Looks like there are no problems between operating systems.

{
  "dataType": "Map",
  "value": [
    [ 6, 1620154654 ],      //  <- This is a Date
    [ 4, 1683172800 ],      //  <- This is a Date
    [
      -260,
      {
        "dataType": "Map",
        "value": [
          [
            1,
            {
              "ver": "1.0.0",
              "nam": {
                "fn": "d'Arsøns - van Halen",
                "gn": "François-Joan",
                "fnt": "DARSONS<VAN<HALEN",
                "gnt": "FRANCOIS<JOAN"
              },
              "dob": "2009-01-28",      //  <- This is a Date
              "t": [
                {
                  "tg": "840539006",
                  "tt": "LP217198-3",
                  "tr": "260415000",
                  "ma": "1232",
                  "sc": "2021-04-13T14:20:00+00:00",      //  <- This is a Date
                  "dr": "2021-04-13T14:40:01+00:00",      //  <- This is a Date
                  "tc": "GGD Fryslân, L-Heliconweg",
                  "co": "NL",
                  "is": "Ministry of VWS",
                  "ci": "urn:uvci:01:NL:GGD/81AAH16AZ"
                }
              ]
            }
          ]
        ]
      }
    ]
  ]
}
jschlyter commented 3 years ago

One should keep in mind that the implementor notes states: "Parties validating payloads are strongly advised to follow the robustness principle and be liberal in what you accept from others.". If someone would encode date-time content as CBOR timestamps, I'd expect them to be parsed correctly.

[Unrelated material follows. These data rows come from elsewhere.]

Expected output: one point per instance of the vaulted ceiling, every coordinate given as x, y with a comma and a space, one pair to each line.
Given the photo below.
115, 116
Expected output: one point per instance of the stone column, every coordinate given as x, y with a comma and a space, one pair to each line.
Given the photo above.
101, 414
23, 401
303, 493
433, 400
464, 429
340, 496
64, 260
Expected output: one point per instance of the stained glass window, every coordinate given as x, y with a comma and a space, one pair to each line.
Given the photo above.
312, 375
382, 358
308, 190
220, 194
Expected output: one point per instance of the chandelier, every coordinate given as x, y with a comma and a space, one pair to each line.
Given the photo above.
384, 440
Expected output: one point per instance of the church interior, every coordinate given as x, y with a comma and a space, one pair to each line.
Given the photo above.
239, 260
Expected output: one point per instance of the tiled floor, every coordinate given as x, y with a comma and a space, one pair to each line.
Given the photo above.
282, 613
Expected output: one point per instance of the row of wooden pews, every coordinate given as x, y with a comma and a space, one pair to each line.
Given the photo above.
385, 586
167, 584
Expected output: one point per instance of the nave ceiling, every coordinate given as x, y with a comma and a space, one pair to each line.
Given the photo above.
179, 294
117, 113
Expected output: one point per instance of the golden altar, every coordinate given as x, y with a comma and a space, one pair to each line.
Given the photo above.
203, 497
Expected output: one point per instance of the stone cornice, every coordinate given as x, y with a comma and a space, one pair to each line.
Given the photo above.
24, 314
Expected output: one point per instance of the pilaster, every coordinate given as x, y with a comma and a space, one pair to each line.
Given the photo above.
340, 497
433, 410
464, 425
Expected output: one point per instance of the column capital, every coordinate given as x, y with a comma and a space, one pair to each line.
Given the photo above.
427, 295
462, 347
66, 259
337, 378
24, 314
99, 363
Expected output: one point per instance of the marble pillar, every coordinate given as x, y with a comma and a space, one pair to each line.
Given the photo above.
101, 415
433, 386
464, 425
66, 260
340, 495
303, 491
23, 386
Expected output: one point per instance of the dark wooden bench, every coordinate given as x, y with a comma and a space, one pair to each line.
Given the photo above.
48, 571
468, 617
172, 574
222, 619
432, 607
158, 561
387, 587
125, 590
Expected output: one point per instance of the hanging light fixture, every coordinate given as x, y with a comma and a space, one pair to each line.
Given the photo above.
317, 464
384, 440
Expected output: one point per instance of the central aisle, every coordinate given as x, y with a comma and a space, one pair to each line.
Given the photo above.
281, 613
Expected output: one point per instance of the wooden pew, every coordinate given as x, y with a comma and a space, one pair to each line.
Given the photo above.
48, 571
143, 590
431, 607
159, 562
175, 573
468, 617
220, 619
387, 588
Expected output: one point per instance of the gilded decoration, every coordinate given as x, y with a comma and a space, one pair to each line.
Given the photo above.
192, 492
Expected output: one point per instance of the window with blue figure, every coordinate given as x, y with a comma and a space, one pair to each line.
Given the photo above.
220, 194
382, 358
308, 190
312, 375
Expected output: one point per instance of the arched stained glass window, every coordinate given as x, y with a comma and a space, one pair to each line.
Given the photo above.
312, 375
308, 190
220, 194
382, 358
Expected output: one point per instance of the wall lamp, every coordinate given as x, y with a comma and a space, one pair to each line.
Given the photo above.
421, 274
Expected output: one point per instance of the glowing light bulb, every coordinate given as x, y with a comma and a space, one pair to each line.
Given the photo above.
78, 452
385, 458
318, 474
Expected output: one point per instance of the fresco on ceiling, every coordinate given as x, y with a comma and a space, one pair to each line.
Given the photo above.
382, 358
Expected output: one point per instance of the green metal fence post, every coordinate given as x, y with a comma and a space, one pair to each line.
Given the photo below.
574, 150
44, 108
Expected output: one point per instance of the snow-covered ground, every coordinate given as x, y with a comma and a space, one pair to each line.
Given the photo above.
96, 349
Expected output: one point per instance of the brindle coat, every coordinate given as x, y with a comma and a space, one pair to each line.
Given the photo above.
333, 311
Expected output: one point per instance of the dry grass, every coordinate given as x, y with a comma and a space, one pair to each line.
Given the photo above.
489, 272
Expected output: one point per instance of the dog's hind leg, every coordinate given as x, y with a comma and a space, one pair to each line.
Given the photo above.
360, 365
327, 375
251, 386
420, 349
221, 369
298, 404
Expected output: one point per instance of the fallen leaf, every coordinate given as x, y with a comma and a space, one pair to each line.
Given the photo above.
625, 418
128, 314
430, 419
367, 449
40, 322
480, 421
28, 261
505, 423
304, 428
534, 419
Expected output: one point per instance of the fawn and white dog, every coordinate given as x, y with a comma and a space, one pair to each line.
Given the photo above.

gabywh commented 3 years ago

One should keep in mind that the implementor notes states: "Parties validating payloads are strongly advised to follow the robustness principle and be liberal in what you accept from others.". If someone would encode date-time content as CBOR timestamps, I'd expect them to be parsed correctly.

Sorry. no.

  1. The formally approved eHealthNetwork specification is very clear on this: format is ISO8601. Please implement accordingly.
  2. This is a mis-application of Postel's law. I will add examples to the FAQ.
vitorpamplona commented 3 years ago

We will definitely accept/verify both formats because:

  1. We already need to do for the cwt anyway
  2. Coding the two ways is super easy
  3. Knowing which one is which is also easy.
  4. CBOR is moving into this direction as well (copying protobuf).
  5. Space saved helps to make some use cases possible.
gabywh commented 3 years ago

Feel free to accept and also create any format you care to choose - that is precisely the intention of the "business rules" stages in e.g. https://github.com/ehn-digital-green-development/ehn-dgc-schema/wiki/FAQ#what-do-the-typical-processing-stages-look-like-for

However, the date / date-time format fields in the vaccination, test and recovery certificates in themselves shall be ISO8601 according to the formally approved and published eHealthNetwork guidelines. If you want to put another format in there and risk a broken implementation, that's entirely up to you, The eHealthNetwork specification is clear on this point. If you make a conscious decision not to follow those guidelines, then please be aware that any lack of interoperability is entirely at your own risk.

vitorpamplona commented 3 years ago

Yep, all good. As a universal verifier, we don't get to choose how people issue their certificates. We simply accept every type of payload we can. It doesn't matter if it follows a spec or not.